Oregon Activists Should Be Protestors, Not Insurgents

On Tuesday, antigovernment activists led by Ammon Bundy were arrested by law enforcement, bringing an end to their 25-day occupation of the Malheur National Wildlife Refuge in Harney County, Oregon. LaVoy Finicum, who had been the mouthpiece of the group, was killed during the encounter. While the details of the incident are not yet fully known, the Bundy Ranch’s Facebook page is already calling foul, and it seems likely that Finicum’s death will inspire further outrage. However, while the group’s past actions have been controversial, Finicum’s death provides supporters with two very distinct opportunities: to elevate the group’s hostility into a constructive movement for change, or to devolve into a new wave of threats, standoffs and destructive hostility.

The Oregon protesters raised some genuine concerns about government transparency and overreach. The movement’s initial spark centered on Dwight and Steven Hammond, two ranchers who damaged federal property in 2001. The Hammonds were given a sentence shorter than the five-year federal minimum, but in 2015 prosecutors unexpectedly extended their sentences to the federal minimum. This spurred the Oregon protesters against what they considered unfair federal sentencing laws. Buried within their outlandish statements are legitimate critiques of the needlessly labyrinthine US legal system. Regardless of their tactics, the protesters still succeeded in highlighting the shortcomings of a legal system that affect every United States citizen.

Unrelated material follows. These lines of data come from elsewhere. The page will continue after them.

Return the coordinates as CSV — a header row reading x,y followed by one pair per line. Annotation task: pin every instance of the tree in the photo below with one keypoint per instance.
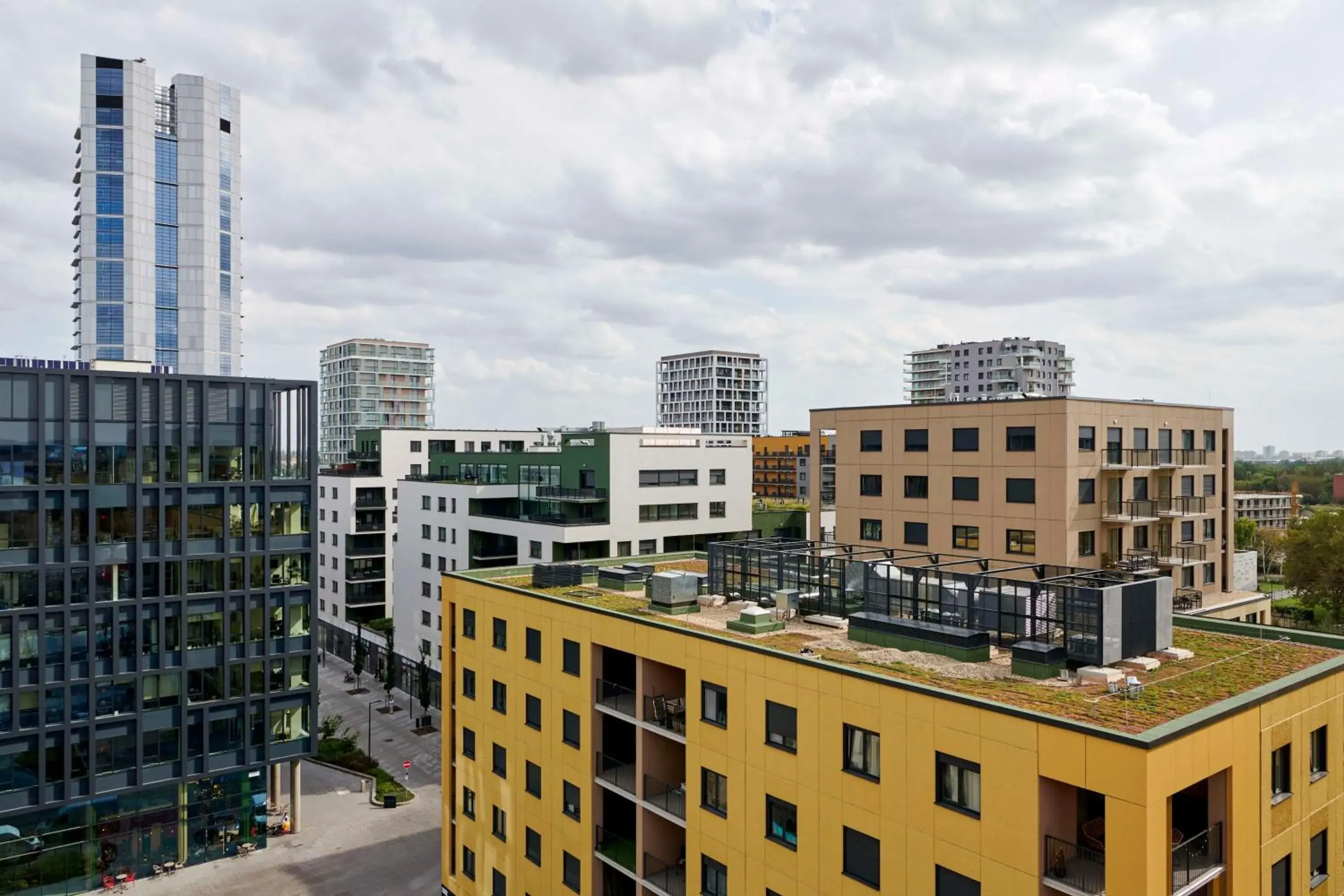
x,y
361,653
1245,531
1314,563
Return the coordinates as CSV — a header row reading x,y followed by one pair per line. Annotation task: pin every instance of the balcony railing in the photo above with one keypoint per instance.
x,y
1078,867
613,771
617,698
670,879
1194,857
616,848
670,798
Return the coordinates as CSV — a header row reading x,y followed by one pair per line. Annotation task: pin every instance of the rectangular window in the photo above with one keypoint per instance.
x,y
959,785
1022,491
781,823
862,751
965,538
965,440
965,488
863,857
714,792
917,487
781,726
1022,439
1022,542
916,532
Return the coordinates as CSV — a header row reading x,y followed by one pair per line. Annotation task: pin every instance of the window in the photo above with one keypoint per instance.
x,y
965,488
1022,439
468,802
570,728
1281,775
781,823
863,857
570,804
714,878
959,785
965,538
781,726
1022,491
714,704
965,440
572,872
863,753
714,792
1319,762
533,711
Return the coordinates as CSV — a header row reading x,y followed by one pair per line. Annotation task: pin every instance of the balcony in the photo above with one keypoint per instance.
x,y
1198,860
1074,870
1132,511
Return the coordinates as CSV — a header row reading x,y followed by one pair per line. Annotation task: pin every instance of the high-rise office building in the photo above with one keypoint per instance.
x,y
158,220
156,650
718,393
373,385
1012,367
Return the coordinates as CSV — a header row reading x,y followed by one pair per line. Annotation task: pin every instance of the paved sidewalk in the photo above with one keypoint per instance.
x,y
393,739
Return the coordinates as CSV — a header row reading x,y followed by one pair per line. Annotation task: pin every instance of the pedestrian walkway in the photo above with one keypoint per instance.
x,y
393,739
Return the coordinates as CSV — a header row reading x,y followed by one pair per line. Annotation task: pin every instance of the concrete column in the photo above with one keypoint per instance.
x,y
293,796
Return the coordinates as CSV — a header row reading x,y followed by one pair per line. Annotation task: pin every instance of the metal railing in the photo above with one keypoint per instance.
x,y
670,879
670,798
617,773
616,848
615,696
1080,867
1197,855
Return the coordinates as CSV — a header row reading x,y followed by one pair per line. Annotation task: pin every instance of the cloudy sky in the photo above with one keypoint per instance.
x,y
554,193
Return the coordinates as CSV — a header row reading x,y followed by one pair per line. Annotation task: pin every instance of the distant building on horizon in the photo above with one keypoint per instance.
x,y
1010,367
719,393
373,385
158,220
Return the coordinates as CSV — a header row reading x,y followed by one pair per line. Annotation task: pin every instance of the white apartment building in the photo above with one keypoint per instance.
x,y
590,496
373,385
715,392
1011,367
158,220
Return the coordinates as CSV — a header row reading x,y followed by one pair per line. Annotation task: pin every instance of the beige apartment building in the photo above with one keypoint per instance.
x,y
1081,482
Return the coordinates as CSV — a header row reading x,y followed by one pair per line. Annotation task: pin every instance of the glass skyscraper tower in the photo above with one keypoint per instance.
x,y
158,217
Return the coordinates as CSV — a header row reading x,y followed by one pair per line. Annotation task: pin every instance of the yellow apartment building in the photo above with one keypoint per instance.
x,y
594,745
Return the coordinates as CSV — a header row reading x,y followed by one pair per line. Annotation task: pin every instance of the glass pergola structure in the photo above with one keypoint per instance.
x,y
1039,602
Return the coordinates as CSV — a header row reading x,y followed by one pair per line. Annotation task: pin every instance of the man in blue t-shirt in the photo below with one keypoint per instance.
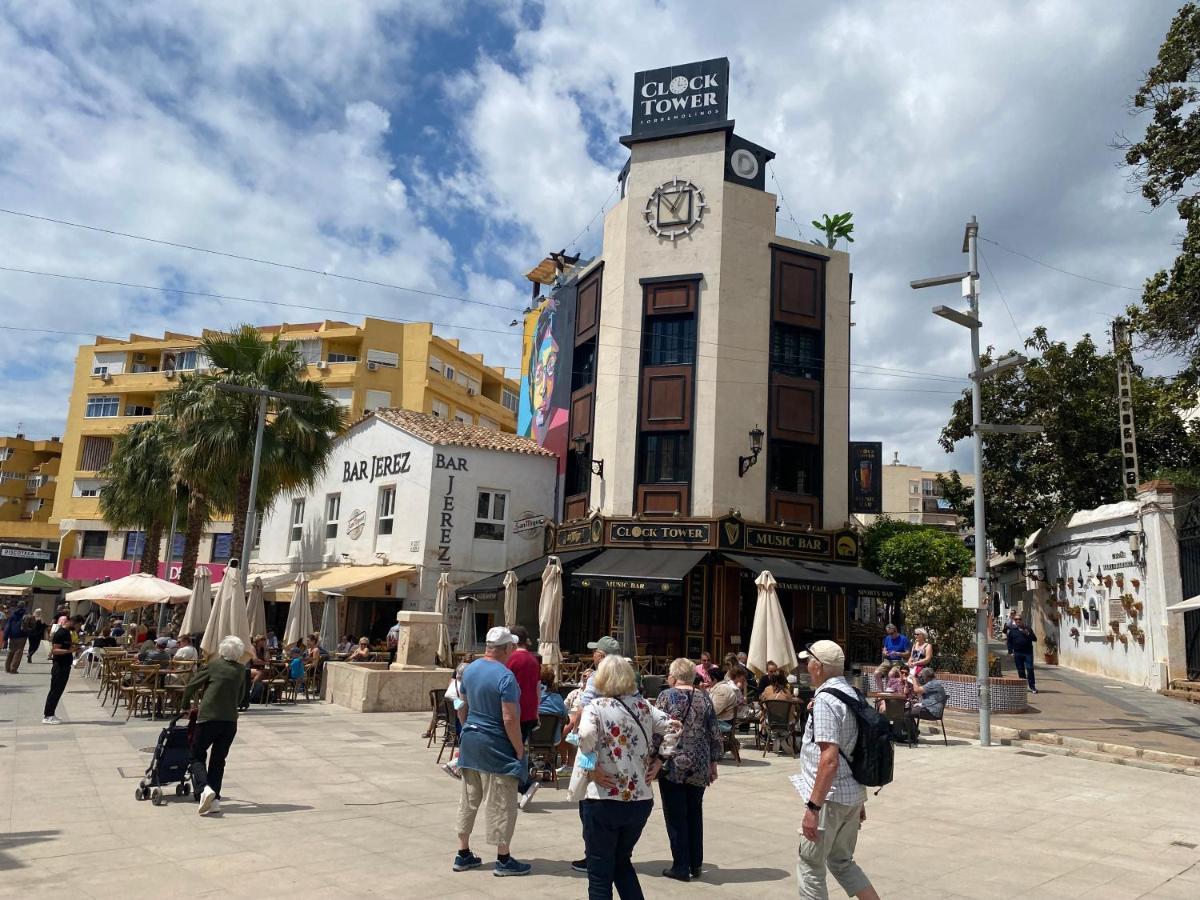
x,y
895,646
491,754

Loss of life in protests galvanized those involved in the movement at hand. Bob Abbey, a former head of the Bureau of Land Management, contended that “this most recent confrontation would probably give them what they believe is further justification and rationale for taking extreme actions.” Despite their divisive demands, they echo the anti-police-state sentiment promulgated by those in Black Lives Matter movement. However, due to their violent tactics and general disorganization, the Oregon protesters will fail where BLM succeeded. In the face of police brutality, BLM was able to gain momentum and achieve some of its goal — such as police body cameras and increased public scrutiny — by remaining peaceful and efficiently organized.

If there is a nugget of a legitimate cause hidden underneath the violent threats and caustic rhetoric, there has never been a better time than now to bring it forward. These protesters touched on a pounding vein of anti-authoritarian, populist sentiment in the United States. They also invoked concerns about mandatory sentencing that affect many of the country’s poorest and incarcerated. We do not mean to legitimize the protesters’ use of violence and threats — quite the opposite. Only when they drop the guns and pick up picket signs will their concerns be brought to the national conversation. With Finicum’s death, the populists have an opportunity to rally their base and push for reform and attention. Time will tell if they are wise enough to take it.